Hinsichtlich des Segelbauchs der Fock brauchen wir uns für das Am-Wind-Segeln normalerweise keine Gedanken zu machen. Wenn wir mit ihr genügend Höhe fahren, ist sie so flach (die Schot so dicht), dass der Wind ihr immer folgen kann. Eine Ausnahme gilt vielleicht für den oberen Teil der Fock. Dieser wird von manchen Segelmachern so bauchig konstruiert, dass der Wind dort abreißt. Wir haben aber keine Möglichkeit, dies zu beeinflussen. Folglich brauchen wir uns auch darum keine Gedanken zu machen (es sei denn, wir wollen eine andere Fock kaufen). Haben wir eine Holepunktverstellung nach innen und außen, so können wir (in Kombination mit der Schot) bei gleich bleibendem Segelanstellwinkel auch geringfügig den Bauch des Vorsegels im unteren Drittel verändern. Hierauf sollten wir indes nicht allzu viele Gedanken verschwenden.

Wenn das Vorliek der Fock Wellen wirft (parallel zum Liek), dann ist das Tuch zu fest eingespannt. Die Wellen stören den Wind, also lockern wir das Ganze oben oder unten. Verlaufen die Wellen horizontal, ist das nicht weiter tragisch; wir können das Tuch aber etwas fester einspannen.

Hinsichtlich der Höhe, in der wir die Fock unten am Hals fixieren, sollten wir auf folgendes achten. Durch das Aufliegen der Schürze auf dem Deck verhindern wir, dass dort ein Druckausgleich von Luv nach Lee stattfindet. Durch das Auflegen des Segels auf Deck sollten wir aber auch nicht die Kubikzentimeter unseres Mottos verschenken. Also so hoch hängen, das zwischen Unterliek und Deck noch gerade keine Lücke entsteht.

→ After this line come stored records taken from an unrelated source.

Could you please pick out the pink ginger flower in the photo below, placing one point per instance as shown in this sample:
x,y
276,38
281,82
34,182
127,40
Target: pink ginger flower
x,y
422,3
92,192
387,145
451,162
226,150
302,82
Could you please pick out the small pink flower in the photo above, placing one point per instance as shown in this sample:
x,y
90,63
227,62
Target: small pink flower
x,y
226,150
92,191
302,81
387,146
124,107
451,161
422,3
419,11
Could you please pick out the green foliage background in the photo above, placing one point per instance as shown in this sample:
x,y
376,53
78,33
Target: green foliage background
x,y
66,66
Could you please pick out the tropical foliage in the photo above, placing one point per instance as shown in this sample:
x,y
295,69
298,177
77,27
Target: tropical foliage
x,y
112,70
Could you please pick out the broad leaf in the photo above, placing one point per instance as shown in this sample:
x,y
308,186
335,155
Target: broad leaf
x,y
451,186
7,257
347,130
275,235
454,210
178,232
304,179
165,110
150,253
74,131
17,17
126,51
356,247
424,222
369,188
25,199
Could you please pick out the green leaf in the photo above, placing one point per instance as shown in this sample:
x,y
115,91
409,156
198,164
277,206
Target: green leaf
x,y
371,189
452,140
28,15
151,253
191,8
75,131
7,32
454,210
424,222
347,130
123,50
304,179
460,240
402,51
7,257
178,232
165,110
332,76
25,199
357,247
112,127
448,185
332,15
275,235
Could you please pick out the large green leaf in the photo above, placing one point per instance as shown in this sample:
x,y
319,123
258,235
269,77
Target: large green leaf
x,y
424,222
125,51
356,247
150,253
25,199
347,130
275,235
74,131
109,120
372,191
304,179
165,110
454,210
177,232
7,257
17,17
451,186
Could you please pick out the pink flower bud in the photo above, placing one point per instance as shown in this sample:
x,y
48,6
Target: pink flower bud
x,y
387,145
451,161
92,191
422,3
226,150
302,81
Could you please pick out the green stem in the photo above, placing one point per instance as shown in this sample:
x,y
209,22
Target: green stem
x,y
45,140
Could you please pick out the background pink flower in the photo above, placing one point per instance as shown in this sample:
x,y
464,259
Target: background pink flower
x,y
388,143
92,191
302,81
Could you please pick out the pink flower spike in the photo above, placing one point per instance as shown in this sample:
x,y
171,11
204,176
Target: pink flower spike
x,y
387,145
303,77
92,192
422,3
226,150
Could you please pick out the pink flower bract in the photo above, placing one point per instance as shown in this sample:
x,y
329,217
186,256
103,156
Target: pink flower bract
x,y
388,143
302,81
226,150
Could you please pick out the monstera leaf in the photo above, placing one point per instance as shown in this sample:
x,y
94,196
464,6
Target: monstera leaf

Sie vermissen vielleicht ein paar Anmerkungen zur "Düse" oder zum Achterliek, und dass dieses sich irgendwo am Ende des Saling befinden sollte. Hier sind sie: Solche Überlegungen gehen an den Grundsätzen des Motortunings vorbei, sind völlig überflüssig und falsch. Allein, dass viele an solche Regeln glauben, macht sie nicht richtig. Eine Düse im physikalischen Sinne existiert zwischen Fock und Großsegel ohnehin nicht, da jeder Druckaufbau in Lee des Großsegels zu einem Gegenbauch im Großsegel führt, eine Kompression folglich völlig unmöglich ist.

Motortuning bei halbem, raumem und vorm Wind

Wenn wir (etwa bei Anliegern auf die Luvboje) die Fock fieren müssen oder wenn wir halben oder raumen Wind segeln, dann drückt der Wind die Fock oben weiter auf als unten, d. h. dass der Windanstellwinkel unten geringer ist als oben. Wenn der Vorschoter nicht anderes zu tun hat und in Lee sitzt, dann kann er dies korrigieren, indem er die Schot nach unten drückt. Da außerdem jetzt die Segelkrümmung - vor allem unten - zu stark wird, kann er gleichzeitig das Schothorn weiter rausdrücken.

Solange die Fock vom Wind angehoben wird, solange "trägt" sie auch, selbst vorm Wind mit Spi. Dann sollte sie auch (auf Booten mit Rollfock) nicht weggerollt werden. Sie ist immerhin ein Zylinder unseres Motors, den Spi stört das nicht, da der seinen Wind vom Vorliek her bekommt. Die Fock gibt uns auch Hinweise, wenn sie mal nicht trägt: Wenn sie vorm Wind unter Spi "nach Luv" kommt, ist das ein sicheres Zeichen, dass wir übergeigt fahren und dass wir schifften oder luven sollten.